At the time I was dating Julie, who would become my wife of now 22 years a short time thereafter. She introduced me to her family’s GP, who looked me over, looked at my soft joint inflammation, took X-rays of my spine and hips and took blood for a C-reactive protein test and an hla-b27 test. Once that came back positive, in conjunction with the X-rays showing a fused sacroiliac joint, he finally diagnosed me with AS. I was put on Feldene (Piroxicam), and my symptoms eased dramatically for the first time in years. Luckily my stomach could handle the heavy doses of NSAIDS. I was still stiff in the mornings, but the hot showers only had to last for a few minutes, and for the most part the AS was limited to flare-ups.

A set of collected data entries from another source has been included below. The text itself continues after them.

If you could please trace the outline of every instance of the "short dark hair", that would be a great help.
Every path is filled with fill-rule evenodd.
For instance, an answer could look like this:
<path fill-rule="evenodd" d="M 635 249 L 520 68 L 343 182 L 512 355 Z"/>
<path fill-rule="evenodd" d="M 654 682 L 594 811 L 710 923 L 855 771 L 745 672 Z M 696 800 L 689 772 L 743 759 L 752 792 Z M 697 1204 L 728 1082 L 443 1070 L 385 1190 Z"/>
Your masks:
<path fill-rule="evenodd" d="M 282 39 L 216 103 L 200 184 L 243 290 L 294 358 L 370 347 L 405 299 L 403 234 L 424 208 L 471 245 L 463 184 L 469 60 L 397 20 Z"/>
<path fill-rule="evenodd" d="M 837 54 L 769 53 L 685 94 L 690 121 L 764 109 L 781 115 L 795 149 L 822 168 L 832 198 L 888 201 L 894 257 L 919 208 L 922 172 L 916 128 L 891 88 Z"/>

Those were more common in winter, during the frequent weather changes, and after certain illnesses (I caught a campylobacter infection once from undercooked chicken, that was followed by a flare-up lasting almost 6 weeks). I also narrowed down a connection to eating tree nuts , which is always followed by a flare-up within a couple of days, still.
Now to the good part:
when the Piroxicam was losing its effectivity, and I was having one flare-up after another again, I was referred to a rheumatologist, Dr. John Reveille. He gave me my life back. Not only is he a great rheumatologist, but he is also one of the key researchers for AS, has run several studies and research projects on AS, is the Director of the division of Rheumatology and Clinical Immunogenetics at UT, and is on the Board of Directors of the SAA. After confirming my diagnosis with X-rays and blood tests, he started me on Azulfidine daily and monthly Remicade infusions, which totally alleviated my symptoms shortly after I started treatment. Though we had to fight with the insurance carrier at the time, because Remicade was indicated as a treatment therapy for RA, but not yet for AS, we were successful in the end through a long campaign of letters. I was, for the first time in over 20 years, able to run again, and able to get physically active. What a change! Though my sacroiliac joints are fused, and one of my hips has sustained damage during the years of misdiagnoses, I am running, lifting weights, skiing, and overall probable am in the best physical shape of my life now, at age 52. Over the years I had to switch from Remicade to weekly Enbrel shots, when the first lost its punch. I am taking monthly shots of Simponi currently, since I started developing injection site reactions with the Enbrel.
With the right diagnosis and the right combination of drugs, this disease and its nasty symptoms are treatable. It is paramount, though, to find a physician, who is an advocate for you and who will fight this disease with you. Aside from the physiological benefits of overcoming the frequent flare-ups and getting rid of the stress on your body, caused by the constant inflammatory action, the mental aspect of being understood, properly treated and nearly pain-free is priceless.
Since finding Dr. Reveille, I feel good about myself again, I have a positive outlook on the future, and I know that I can handle what life will throw at me. Yes, it’s my disease, but it’s also mine to put in its place.